It's a disturbing irony: In an industry whose entire economic value is founded on its ability to discover, develop, and market
molecules that are—by definition and by regulation—innovative, there is so much discomfort with the risk required for innovation.
As I have articulated earlier in these pages, we are living in an age of revolution—specifically of digital revolution, in
which the continuous doubling of computer power, tripling of bandwidth, and the algorithmic spiraling of network effects are
transforming all industries where information is a fundamental ingredient.
While the end products of the pharma industry are not (yet) 'information' per se, the dexterous application of knowledge affects
every phase of the business—from drug discovery and design, to clinical trials, to FDA submissions, to the delivery and marketing
of those (finally) approved products.
And yet despite the fact that pharma cannot continue to flourish without knowledge-based innovation, it has been measurably
among the worst industries in applying the new power of knowledge dexterity to its innovation business. Indeed, rather than
being energized by the possibilities and promise of Speed of Change, the industry seems to have been paralyzed by it.
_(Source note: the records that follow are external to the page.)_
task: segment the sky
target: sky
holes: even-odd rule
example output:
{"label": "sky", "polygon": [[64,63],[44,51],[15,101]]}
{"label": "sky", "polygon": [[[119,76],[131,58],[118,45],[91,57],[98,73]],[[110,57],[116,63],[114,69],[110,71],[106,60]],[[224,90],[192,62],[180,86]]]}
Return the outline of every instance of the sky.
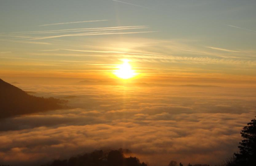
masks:
{"label": "sky", "polygon": [[[0,79],[69,107],[1,120],[0,165],[120,147],[150,166],[232,156],[255,115],[255,8],[0,0]],[[134,77],[115,74],[124,62]]]}
{"label": "sky", "polygon": [[[255,82],[255,1],[1,1],[2,78]],[[50,79],[51,80],[51,79]],[[67,79],[68,80],[68,79]],[[68,80],[67,80],[68,81]]]}
{"label": "sky", "polygon": [[215,165],[237,152],[240,131],[255,115],[255,88],[16,86],[68,100],[70,108],[0,121],[4,165],[42,165],[122,147],[148,165]]}

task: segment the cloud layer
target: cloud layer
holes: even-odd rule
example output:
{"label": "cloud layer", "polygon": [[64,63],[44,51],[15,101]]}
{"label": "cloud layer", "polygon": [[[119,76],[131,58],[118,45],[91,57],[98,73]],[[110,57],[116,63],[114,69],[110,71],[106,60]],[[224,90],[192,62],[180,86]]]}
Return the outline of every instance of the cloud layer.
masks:
{"label": "cloud layer", "polygon": [[119,147],[130,149],[150,165],[166,165],[172,160],[217,163],[237,151],[239,131],[255,116],[255,89],[21,87],[69,98],[72,108],[0,121],[1,164],[35,165]]}

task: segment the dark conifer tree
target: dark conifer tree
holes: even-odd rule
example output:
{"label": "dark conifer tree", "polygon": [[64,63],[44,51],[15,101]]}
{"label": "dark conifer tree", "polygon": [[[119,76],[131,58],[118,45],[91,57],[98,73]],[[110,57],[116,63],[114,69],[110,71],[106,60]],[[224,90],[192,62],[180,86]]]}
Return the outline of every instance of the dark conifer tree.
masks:
{"label": "dark conifer tree", "polygon": [[241,142],[239,153],[235,153],[236,165],[256,165],[256,119],[252,119],[241,131],[244,139]]}

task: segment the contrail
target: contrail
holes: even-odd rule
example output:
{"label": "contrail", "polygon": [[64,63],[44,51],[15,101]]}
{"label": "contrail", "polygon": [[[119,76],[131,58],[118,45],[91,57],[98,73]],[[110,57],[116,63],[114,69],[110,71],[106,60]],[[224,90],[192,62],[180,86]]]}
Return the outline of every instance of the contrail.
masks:
{"label": "contrail", "polygon": [[256,31],[253,31],[253,30],[246,29],[246,28],[243,28],[243,27],[237,27],[237,26],[232,26],[232,25],[227,25],[227,26],[230,26],[230,27],[236,27],[236,28],[238,28],[238,29],[244,29],[244,30],[247,30],[247,31],[251,31],[251,32],[256,33]]}
{"label": "contrail", "polygon": [[237,50],[227,50],[227,49],[221,49],[221,48],[217,48],[217,47],[205,47],[211,49],[222,50],[222,51],[226,51],[226,52],[239,52],[239,51],[237,51]]}
{"label": "contrail", "polygon": [[44,25],[40,25],[38,26],[42,27],[42,26],[57,26],[57,25],[70,24],[78,24],[78,23],[84,23],[84,22],[102,22],[102,21],[108,21],[108,20],[86,20],[86,21],[77,21],[77,22],[60,22],[60,23],[55,23],[55,24],[44,24]]}
{"label": "contrail", "polygon": [[157,33],[157,31],[141,31],[141,32],[127,32],[127,33],[95,32],[95,33],[79,33],[79,34],[69,34],[58,35],[58,36],[51,36],[41,37],[41,38],[32,38],[31,40],[37,40],[57,38],[68,37],[68,36],[84,36],[110,35],[110,34],[138,34],[138,33]]}
{"label": "contrail", "polygon": [[117,2],[117,3],[124,3],[124,4],[129,4],[129,5],[132,5],[132,6],[137,6],[137,7],[141,7],[141,8],[143,8],[152,9],[152,8],[148,8],[148,7],[145,7],[145,6],[140,6],[140,5],[138,5],[138,4],[132,4],[132,3],[125,3],[125,2],[122,2],[122,1],[117,1],[117,0],[112,0],[112,1],[115,1],[115,2]]}

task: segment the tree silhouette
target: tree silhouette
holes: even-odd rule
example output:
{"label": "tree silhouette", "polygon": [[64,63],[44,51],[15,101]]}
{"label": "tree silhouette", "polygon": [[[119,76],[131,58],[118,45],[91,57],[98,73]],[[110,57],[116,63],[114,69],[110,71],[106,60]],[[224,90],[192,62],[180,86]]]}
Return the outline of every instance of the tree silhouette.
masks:
{"label": "tree silhouette", "polygon": [[[73,156],[68,160],[55,160],[44,166],[147,166],[140,163],[136,157],[125,158],[124,152],[131,153],[129,149],[120,149],[111,151],[95,151],[83,155]],[[126,154],[127,155],[127,154]]]}
{"label": "tree silhouette", "polygon": [[177,162],[172,160],[168,164],[168,166],[177,166]]}
{"label": "tree silhouette", "polygon": [[235,165],[256,165],[256,119],[243,128],[241,134],[244,139],[239,142],[239,153],[235,153]]}

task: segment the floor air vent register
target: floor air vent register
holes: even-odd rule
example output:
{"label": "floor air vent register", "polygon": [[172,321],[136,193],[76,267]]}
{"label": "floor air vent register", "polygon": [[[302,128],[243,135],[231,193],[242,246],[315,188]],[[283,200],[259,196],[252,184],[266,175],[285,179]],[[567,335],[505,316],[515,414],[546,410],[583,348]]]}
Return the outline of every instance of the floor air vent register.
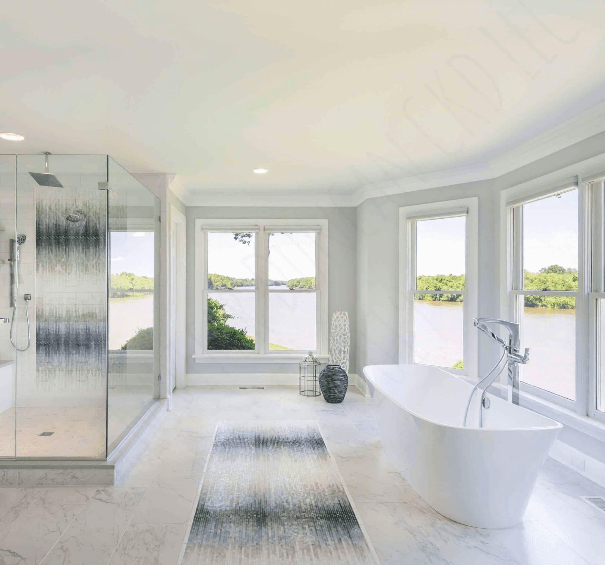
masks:
{"label": "floor air vent register", "polygon": [[591,506],[598,508],[602,512],[605,512],[605,498],[596,496],[583,496],[581,498]]}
The proof: According to a new report published by Deloitte, the 12 largest pharma companies saw their ROI drop by 29 percent
in the last year. The average internal rate of return for R&D dropped to 8.4 percent from 11.8 percent a year ago. "We continue
to see a level of late-stage drug failures," says study author Julian Remnant. "That's something that should not be happening
to the extent it still is."
Make no mistake: Drug discovery and development is difficult work, made more difficult by an obdurate FDA and increasingly
elusive science (the easy molecules have all been taken). But there's something else involved, too.
The Bigger They Are ...
Over the last decade or so, with toes dangling over patent cliffs, companies choose to strap themselves together, in the hope
that sheer size would cushion the fall.
Consolidation has made pharma slower, more risk averse, less innovative. John Lechleiter, CEO of Eli Lilly (one of the few
companies that hasn't gone on an acquisition binge, by the way) put it like this in a November 2011 Wall Street Journal interview: "The wave of consolidation leaves only about a dozen multinational pharma companies that have global reach." And
that's actually slowed the pace of innovation. "There's an innovation ecosystem," says Lechleiter, "and like any ecosystem,
it can get out of balance."
It's not that size necessarily hampers innovation; certainly Apple has maintained its breathtaking pace despite its $100 billion size. But in the pharma
industry, size seems to have obscured (or trampled) ways of thinking and being that are the true drivers of innovation.
For those who say that innovation in high science can't be rushed, consider this: Why were Craig Venter and Celera Genomics
able to sequence the human genome at a fraction of the time and cost of Francis Collins and his team at NIH? We're not talking
about a matter of months faster, but years faster. And not marginally cheaper, but an order of magnitude cheaper. Why?
Because Venter understood the dynamics of Speed of Change, and applied them boldly in his 'shotgun' sequencing approach.